The 820-acre project was launched in 2003 and featured attractive prices for landed homes. The prices of subsequent launches have risen due to the housing boom, a scarcity of land in the Klang Valley and improved accessibility after the opening of an interchange to the Elite highway.

However, the company, one of the Klang Valley’s largest builders of affordable homes, is moving up-market.

According to the company’s representative, although LBS is moving towards developing more medium-high-end to high-end properties, it will continue to develop medium-cost houses. He said this is in line with the government’s “Home For Everyone” objective, and is also one of the ways for LBS to fulfil its social responsibilities.

Even though the demand for affordable homes is expected to increase with the announcement of the new scheme, the impact on LBS’ financials may not be significant. The company estimates medium-cost houses will comprise only about 14% of LBS’ total GDV for planned launches this year.

While the “My First Home Scheme” will be welcomed by lower-income earners, banks — wary of a property bubble — have started to reduce their margin of financing for homes or are using more stringent internal valuation guidelines.

There are also other points to ponder.

“While it seems to be a successful campaign, the impact won’t be as much as desired,” an analyst told The Edge Financial Daily, He said that this is because there are still some things that have to be sorted out, especially with the banks which are the financiers.

“Theoretically, it will benefit property companies, as demand for affordable houses will increase. But, practically, it will not be so successful as banks have their own threshold for assessing risks,” he said.

The analyst added that there might not be an increase in the take-up rate among potential buyers earning less than RM3,000 a month.

As a guideline, banks generally allow monthly loan payments to come up to one-third of an applicant’s monthly salary.

If the applicant has other hire purchase or credit card loans to service, he or she still may not be able to afford a house, making the scheme less relevant.

“The government should raise the income threshold to include those earning below RM5,000 per month, especially for those working and living in the Klang Valley”, he said.

According to the Real Estate and Housing Developers Association (Rehda), between RM100,000 and RM220,000, one could own a terraced house in Rawang, Selangor; Kulai and Segamat in Johor; Seremban, Negri Sembilan; Bukit Katil, Melaka and Pengkalan, Perak. For between RM201,000 and RM350,000, buyers could get a terraced housein Klang, Sungai Buloh, Semenyih and Rawang in Selangor; Skudai and Johor Baru in Johor; Cheng, Melaka ; Ipoh, Perak, and Kuantan, Pahang.

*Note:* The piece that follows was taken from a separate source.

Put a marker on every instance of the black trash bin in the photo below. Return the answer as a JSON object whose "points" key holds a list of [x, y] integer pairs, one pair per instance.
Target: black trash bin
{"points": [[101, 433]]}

The analyst’s view was echoed by Datuk Fateh Iskandar Mohamed Mansor, managing director and CEO of Glomac Bhd.

He told The Edge Financial Daily that the “My First Home Scheme” is a good one. “However, for it to be across the board is unfavourable. This is because it is really hard to find properties below RM220,000 in the big cities, especially for landed properties,” he said.

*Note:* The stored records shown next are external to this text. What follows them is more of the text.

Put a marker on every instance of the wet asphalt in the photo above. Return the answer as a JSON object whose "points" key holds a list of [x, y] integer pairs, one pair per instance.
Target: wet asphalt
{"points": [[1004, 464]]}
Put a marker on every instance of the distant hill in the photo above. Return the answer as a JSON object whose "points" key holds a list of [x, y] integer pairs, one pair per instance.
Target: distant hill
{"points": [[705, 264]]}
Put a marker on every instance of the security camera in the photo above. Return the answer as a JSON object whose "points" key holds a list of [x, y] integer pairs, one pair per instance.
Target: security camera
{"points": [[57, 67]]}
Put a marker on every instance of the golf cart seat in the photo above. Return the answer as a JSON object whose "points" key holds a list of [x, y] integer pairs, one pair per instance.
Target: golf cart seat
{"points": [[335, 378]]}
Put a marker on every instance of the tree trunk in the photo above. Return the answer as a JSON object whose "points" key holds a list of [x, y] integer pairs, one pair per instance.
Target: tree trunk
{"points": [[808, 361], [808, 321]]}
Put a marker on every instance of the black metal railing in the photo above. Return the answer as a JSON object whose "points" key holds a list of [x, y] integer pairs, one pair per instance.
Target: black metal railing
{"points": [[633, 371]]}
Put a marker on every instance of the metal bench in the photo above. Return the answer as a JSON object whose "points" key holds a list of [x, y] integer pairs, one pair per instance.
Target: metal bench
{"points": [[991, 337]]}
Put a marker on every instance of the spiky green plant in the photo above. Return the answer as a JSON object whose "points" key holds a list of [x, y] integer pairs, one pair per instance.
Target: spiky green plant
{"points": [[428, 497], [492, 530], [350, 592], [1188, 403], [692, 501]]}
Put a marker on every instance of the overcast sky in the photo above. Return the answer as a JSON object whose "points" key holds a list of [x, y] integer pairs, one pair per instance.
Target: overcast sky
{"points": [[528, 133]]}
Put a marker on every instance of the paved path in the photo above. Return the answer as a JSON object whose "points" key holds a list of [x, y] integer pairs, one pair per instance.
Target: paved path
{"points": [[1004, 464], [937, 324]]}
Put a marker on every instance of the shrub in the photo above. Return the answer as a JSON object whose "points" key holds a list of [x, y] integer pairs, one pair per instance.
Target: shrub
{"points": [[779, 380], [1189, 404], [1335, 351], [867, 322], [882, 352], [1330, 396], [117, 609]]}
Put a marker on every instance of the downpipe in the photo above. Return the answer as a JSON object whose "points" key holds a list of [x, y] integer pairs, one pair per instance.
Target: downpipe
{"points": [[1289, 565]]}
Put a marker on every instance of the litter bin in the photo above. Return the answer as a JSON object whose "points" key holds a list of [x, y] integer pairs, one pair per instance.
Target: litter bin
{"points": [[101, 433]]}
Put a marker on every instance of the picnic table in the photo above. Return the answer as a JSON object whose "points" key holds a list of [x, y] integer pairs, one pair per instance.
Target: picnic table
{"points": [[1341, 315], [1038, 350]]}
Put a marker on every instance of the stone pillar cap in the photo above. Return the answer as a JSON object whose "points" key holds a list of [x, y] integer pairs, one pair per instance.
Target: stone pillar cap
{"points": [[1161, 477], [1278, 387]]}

“The government should raise the threshold to include properties in the range of RM300,000 to RM350,000, and also increase the minimum income requirement to RM5,000 a month as, nowadays, a lot of young couples earn take-home income in that range [RM4,000 to RM5,000]. Thus, it will benefit more people and also more developers,” said Fateh Iskandar,

He said that, even for Glomac’s projects in Sungai Buloh and Rawang, which are considered as cheaper areas in the Klang Valley, prices start from RM300,000.

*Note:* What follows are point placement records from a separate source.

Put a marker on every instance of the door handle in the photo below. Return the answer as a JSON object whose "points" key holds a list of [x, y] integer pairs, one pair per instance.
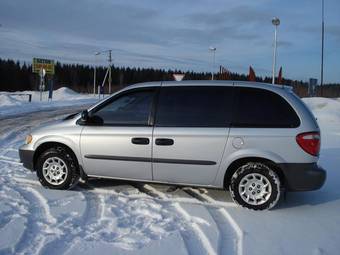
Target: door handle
{"points": [[164, 141], [140, 140]]}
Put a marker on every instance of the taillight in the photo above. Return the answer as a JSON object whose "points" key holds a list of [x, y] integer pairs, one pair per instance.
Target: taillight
{"points": [[309, 142]]}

“It is very hard to find a house for below RM220,000 in the Greater KL area, especially in Kuala Lumpur, Petaling Jaya, Subang Jaya and Damansara,” said Fateh Iskandar. He also said that affordable prices varied in different areas, and the scheme would only be reasonable for properties outside the city centres.

“What is considered affordable in Petaling Jaya may not be affordable to people in Ipoh or Seremban,” he said.

When asked whether bigger property developers will change their strategy (from middle- and high-end projects to lower-end projects), he said that it is very unlikely, as once a fixed cost is incurred, the developer cannot change its game mid-way.

“When you have already incurred a fixed cost such as the purchase of land, you cannot backtrack and change the plan as the cost to acquire land, especially in the Greater KL area, is very high,” he says.

In his capacity as the deputy president of Rehda, Fateh Iskandar suggested that the government should remove the requirement for private developers to allocate 30% of houses as low-cost units (for property projects exceeding five acres).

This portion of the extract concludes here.